SCOTLAND: Socialists launch European election campaign

November 17, 1993
Issue 

Alex Miller

On June 10, Scottish voters will go to the polls to elect seven new members of the European Parliament. The Scottish Socialist Party (SSP), which has six members in the Scottish Parliament, launched its MEP election campaign on May 17.

The SSP has been at the forefront of the anti-war movement in Scotland, and its manifesto for the European elections urges voters to use the election as a referendum on British PM Tony Blair's disastrous decision to involve Britain in the illegal and immoral invasion of Iraq.

While other opposition parties in Scotland are also urging voters to use the elections as a referendum on the British Labour government's participation in the US-led war against Iraq, the SSP's election manifesto (available at <http://www.scottishsocialistparty.org> notes that the SSP is the only party committed to the immediate withdrawal of British troops from Iraq.

The SSP is also urging voters to elect an MEP from Scotland who is opposed to the European Union's plans for making the continent into a profiteers' paradise.

"The immediate priority of the rulers of the EU is to restructure the economies of Europe to enable free market capitalism to flourish and profitability to soar", the SSP manifesto explains.

"This is entirely in tune with the ethos at the heart of the European Union, which is pro-big business, pro-free market and anti-public sector. At the heart of the EU project is the principle of maximum freedom for capital. It is, in essence, a regional version of unbridled globalisation: a vast economic bazaar where multinationals reign supreme, where profit is sacrosanct and where the peoples of Europe are forced to participate in a race backwards, a race to the bottom."

The manifesto argues that, with the entry of 15 new countries into the EU, the big companies will have the best of all worlds at their disposal — countries such as Poland, Hungary and Latvia have "an educated workforce and a reasonably well-developed infrastructure.
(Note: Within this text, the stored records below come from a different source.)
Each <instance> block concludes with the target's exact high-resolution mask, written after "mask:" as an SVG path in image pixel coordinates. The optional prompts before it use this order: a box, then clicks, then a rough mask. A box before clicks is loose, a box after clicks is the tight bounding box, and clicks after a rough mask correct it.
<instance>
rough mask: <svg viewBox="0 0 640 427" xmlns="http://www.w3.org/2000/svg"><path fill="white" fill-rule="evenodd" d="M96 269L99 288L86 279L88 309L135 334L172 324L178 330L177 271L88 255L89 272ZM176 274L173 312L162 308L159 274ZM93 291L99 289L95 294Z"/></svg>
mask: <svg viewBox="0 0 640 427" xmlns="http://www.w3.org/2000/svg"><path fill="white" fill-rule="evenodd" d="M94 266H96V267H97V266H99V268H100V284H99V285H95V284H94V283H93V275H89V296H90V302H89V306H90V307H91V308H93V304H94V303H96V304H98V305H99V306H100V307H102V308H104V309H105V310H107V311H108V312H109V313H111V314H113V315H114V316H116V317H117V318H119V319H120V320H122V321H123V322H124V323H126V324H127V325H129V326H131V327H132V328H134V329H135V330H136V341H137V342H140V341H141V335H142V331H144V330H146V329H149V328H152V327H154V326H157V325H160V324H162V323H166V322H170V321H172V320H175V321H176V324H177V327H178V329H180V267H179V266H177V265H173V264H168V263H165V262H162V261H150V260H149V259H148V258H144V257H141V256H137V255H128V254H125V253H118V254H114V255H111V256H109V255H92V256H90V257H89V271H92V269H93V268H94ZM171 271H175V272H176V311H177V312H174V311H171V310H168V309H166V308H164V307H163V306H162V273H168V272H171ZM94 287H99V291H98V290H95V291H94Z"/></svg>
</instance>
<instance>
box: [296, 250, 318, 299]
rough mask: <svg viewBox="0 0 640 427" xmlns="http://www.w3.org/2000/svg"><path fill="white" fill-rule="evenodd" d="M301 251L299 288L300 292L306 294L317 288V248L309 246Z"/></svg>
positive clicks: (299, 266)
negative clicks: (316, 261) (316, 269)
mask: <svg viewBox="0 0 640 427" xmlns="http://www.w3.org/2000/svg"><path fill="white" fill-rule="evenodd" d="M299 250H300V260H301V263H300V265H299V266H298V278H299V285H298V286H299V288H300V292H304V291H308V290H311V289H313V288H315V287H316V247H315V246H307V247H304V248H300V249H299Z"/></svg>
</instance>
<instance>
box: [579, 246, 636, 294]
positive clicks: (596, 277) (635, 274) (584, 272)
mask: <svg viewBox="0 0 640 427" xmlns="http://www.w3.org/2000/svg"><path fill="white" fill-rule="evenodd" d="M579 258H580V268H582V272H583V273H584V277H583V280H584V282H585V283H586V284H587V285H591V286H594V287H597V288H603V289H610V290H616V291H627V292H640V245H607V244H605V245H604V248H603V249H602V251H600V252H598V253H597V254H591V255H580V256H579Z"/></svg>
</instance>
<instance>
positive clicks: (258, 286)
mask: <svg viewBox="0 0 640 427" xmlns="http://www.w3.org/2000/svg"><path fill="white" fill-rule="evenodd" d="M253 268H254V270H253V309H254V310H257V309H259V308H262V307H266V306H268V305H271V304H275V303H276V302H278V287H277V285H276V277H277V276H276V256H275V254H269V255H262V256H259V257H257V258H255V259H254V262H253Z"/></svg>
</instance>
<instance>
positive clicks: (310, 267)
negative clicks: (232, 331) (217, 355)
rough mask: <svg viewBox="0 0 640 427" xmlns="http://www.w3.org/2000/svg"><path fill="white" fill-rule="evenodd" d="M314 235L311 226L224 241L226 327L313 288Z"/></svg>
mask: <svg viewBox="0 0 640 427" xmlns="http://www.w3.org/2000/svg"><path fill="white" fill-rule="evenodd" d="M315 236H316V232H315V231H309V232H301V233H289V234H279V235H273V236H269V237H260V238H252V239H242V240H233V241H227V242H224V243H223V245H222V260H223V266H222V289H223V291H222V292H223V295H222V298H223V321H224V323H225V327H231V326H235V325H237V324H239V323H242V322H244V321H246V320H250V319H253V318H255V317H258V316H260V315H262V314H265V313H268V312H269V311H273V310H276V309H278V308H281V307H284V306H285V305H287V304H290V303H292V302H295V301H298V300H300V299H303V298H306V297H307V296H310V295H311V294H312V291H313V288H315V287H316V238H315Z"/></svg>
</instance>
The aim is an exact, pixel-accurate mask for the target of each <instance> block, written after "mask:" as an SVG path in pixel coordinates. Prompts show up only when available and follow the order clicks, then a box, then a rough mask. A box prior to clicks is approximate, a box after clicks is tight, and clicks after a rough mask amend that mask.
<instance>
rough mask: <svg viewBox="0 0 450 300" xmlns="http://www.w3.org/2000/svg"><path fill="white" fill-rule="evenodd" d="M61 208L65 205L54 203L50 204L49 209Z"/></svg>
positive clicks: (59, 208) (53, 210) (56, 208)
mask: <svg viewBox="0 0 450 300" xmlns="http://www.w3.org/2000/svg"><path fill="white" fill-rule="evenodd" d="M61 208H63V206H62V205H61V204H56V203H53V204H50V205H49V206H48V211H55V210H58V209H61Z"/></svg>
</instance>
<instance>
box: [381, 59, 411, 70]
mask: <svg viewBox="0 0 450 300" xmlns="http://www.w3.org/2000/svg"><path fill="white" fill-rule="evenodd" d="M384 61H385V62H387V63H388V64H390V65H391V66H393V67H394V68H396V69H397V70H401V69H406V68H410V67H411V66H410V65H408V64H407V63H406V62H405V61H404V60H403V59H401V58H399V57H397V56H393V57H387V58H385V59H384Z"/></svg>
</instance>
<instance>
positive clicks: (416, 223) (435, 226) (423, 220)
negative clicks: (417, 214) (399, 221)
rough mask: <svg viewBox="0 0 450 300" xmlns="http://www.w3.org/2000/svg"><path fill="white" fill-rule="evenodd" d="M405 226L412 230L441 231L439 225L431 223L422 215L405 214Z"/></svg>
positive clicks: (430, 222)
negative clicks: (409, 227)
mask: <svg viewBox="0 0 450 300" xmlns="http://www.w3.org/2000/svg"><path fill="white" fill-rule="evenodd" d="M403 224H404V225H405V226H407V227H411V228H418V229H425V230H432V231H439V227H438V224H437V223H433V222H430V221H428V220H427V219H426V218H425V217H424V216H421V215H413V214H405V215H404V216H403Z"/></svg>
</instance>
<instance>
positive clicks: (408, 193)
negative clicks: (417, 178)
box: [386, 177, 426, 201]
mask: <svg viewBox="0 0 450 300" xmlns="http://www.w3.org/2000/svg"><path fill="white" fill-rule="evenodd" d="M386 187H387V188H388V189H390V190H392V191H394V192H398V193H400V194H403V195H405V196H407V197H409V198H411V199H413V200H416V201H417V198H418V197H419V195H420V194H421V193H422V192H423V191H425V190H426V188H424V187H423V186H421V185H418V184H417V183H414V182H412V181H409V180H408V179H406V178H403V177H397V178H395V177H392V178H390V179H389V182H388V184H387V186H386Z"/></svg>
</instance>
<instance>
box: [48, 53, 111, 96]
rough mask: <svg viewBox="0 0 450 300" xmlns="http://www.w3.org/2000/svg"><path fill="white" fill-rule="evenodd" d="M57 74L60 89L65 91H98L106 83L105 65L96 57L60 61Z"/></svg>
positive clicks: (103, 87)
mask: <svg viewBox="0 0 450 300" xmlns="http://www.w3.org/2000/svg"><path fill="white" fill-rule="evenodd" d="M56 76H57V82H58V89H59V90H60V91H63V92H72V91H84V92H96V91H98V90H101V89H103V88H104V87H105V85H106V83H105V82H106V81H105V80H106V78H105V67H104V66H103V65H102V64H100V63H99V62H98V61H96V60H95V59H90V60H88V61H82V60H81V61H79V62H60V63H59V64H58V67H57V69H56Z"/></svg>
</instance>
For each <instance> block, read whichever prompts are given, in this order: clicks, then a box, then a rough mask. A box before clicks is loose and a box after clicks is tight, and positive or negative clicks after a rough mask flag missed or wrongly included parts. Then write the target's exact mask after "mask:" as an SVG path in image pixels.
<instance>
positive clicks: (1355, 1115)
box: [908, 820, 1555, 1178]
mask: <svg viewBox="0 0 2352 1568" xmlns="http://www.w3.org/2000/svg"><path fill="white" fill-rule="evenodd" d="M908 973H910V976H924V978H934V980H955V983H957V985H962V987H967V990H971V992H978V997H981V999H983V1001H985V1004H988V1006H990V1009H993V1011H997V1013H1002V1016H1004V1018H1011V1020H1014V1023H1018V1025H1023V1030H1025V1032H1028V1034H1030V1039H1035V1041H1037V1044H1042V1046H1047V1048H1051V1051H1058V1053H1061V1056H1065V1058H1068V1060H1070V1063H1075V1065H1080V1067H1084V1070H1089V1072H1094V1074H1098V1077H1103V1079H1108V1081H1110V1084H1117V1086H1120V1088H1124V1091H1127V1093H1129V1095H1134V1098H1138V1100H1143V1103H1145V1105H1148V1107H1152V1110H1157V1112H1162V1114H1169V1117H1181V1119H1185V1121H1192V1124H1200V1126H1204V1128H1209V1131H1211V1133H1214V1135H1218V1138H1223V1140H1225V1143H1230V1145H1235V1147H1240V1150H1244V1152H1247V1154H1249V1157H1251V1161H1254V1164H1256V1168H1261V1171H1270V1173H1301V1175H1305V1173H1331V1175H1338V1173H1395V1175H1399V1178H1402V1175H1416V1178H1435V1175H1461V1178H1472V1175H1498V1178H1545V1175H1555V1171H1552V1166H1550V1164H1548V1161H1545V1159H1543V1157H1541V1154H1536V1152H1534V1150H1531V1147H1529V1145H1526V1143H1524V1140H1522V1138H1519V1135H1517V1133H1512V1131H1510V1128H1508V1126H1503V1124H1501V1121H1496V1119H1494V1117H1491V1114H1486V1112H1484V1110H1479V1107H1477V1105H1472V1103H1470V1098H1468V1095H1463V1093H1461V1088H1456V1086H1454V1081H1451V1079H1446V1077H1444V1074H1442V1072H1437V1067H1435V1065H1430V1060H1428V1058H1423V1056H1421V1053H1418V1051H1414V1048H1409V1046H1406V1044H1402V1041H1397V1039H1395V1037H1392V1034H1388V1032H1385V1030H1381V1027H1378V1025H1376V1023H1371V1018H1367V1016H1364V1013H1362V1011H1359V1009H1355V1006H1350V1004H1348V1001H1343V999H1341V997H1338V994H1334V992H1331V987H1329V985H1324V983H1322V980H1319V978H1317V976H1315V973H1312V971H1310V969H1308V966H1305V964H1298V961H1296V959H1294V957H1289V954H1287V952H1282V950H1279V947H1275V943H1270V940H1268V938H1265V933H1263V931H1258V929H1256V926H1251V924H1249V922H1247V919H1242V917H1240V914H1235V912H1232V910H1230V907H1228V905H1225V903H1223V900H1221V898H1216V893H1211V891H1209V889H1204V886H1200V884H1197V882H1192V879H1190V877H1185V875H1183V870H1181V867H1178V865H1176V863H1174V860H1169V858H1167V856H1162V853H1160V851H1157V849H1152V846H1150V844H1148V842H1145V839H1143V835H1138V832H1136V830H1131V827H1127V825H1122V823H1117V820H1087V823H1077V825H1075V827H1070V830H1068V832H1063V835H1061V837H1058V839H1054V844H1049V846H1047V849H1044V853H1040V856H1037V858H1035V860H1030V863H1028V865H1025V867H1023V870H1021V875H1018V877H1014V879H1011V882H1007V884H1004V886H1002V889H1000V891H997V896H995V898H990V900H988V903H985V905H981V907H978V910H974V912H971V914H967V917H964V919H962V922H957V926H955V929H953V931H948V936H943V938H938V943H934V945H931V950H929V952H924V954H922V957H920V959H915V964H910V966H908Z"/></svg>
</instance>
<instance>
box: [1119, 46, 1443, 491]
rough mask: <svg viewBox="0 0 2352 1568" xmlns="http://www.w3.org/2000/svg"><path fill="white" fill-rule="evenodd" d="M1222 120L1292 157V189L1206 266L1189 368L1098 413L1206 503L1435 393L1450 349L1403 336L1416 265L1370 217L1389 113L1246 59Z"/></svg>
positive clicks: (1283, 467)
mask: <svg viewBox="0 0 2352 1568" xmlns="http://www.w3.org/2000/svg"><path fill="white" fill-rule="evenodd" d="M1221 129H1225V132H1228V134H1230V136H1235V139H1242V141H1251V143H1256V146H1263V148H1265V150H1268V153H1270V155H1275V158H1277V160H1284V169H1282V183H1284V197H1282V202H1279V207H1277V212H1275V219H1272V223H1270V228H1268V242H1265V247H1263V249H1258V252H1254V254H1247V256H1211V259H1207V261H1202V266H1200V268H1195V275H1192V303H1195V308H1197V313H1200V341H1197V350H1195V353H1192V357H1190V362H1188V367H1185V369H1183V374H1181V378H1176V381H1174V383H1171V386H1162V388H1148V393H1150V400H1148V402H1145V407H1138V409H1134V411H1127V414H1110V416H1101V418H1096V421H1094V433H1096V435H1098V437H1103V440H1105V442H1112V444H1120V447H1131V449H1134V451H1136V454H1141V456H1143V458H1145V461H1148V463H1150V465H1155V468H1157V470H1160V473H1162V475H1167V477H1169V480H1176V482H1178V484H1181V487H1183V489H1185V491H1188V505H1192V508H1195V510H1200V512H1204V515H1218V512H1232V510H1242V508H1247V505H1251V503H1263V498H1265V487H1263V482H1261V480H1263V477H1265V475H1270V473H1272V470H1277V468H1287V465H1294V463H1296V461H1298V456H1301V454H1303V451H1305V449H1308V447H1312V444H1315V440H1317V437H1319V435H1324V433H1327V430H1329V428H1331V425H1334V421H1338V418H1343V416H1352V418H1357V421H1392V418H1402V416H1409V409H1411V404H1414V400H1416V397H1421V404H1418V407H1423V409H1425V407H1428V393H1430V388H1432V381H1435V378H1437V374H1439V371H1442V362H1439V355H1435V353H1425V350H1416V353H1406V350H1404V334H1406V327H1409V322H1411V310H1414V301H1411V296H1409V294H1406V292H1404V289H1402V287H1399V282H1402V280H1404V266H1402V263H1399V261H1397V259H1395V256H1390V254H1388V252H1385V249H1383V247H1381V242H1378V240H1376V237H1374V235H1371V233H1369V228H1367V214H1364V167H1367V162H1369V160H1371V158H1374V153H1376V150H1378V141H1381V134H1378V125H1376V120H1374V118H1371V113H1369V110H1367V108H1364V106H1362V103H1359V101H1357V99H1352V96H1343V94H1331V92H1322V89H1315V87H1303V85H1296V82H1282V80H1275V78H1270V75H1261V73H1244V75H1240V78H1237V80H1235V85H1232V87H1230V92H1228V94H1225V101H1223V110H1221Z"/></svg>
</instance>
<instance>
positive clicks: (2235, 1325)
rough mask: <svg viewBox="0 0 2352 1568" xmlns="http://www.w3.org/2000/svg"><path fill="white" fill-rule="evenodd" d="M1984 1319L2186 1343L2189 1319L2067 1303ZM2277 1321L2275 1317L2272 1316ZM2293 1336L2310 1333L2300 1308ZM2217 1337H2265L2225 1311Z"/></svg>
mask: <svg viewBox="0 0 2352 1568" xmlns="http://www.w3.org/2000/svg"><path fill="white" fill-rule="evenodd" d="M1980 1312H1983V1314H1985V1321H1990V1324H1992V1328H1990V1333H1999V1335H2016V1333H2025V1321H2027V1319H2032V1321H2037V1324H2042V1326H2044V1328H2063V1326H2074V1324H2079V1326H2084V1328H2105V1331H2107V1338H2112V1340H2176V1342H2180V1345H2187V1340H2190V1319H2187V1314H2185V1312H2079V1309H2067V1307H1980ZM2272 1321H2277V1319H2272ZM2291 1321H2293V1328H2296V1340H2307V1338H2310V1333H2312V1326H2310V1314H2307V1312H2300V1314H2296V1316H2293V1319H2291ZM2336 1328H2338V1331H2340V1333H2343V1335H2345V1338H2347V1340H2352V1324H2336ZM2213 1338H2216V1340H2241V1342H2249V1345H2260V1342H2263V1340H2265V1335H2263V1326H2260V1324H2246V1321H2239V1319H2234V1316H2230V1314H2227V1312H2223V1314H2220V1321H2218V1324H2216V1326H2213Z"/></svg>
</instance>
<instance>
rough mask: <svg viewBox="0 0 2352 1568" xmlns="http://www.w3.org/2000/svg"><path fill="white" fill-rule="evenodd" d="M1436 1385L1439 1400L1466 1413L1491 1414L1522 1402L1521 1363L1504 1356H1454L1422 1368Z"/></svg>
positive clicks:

At the same time they offer sweatshop wages and conditions and bargain basement tax rates. And on top of that, they now offer direct access to the lucrative free market that is the European Union."

The manifesto explains how the draft EU constitution will force member countries to join the euro currency zone and to surrender monetary policy to the European Central Bank. In addition, the EU growth and stability pact "forces national governments into a financial straitjacket, imposing draconian penalties against any government that allows its budget deficit to rise above three per cent of its national GDP... [I]t could have a devastating impact on Scotland and the UK in the event of a future recession, when tax revenues decline steeply and welfare spending rises sharply."

The manifesto explains that an SSP MEP would be committed to fighting to reduce the power of the undemocratic political institutions of the EU, such as the Council of Ministers and the European Commission, which are "designed to protect the political and economic elites of Europe from the pressures of ordinary people".

Like the SSP MSPs, an SSP MEP would live on no more than the average wage of a skilled worker, fully disclose all expenses claims, and publish a monthly digest of their activities in the Scottish Socialist Voice, the SSP's weekly paper.

While opposed to the capitalist EU, the manifesto explains that the SSP is "an internationalist party" which stands for European political unity "based on voluntary co-operation from below" — "a Europe in which all nations are equal. A Europe based on social equality. A Europe whose economy is based on public ownership. A socialist Europe."

The SSP has been vigorous in building links with other European left parties, pan-European progressive movements and the European Social Forum.

From Green Left Weekly, June 2, 2004.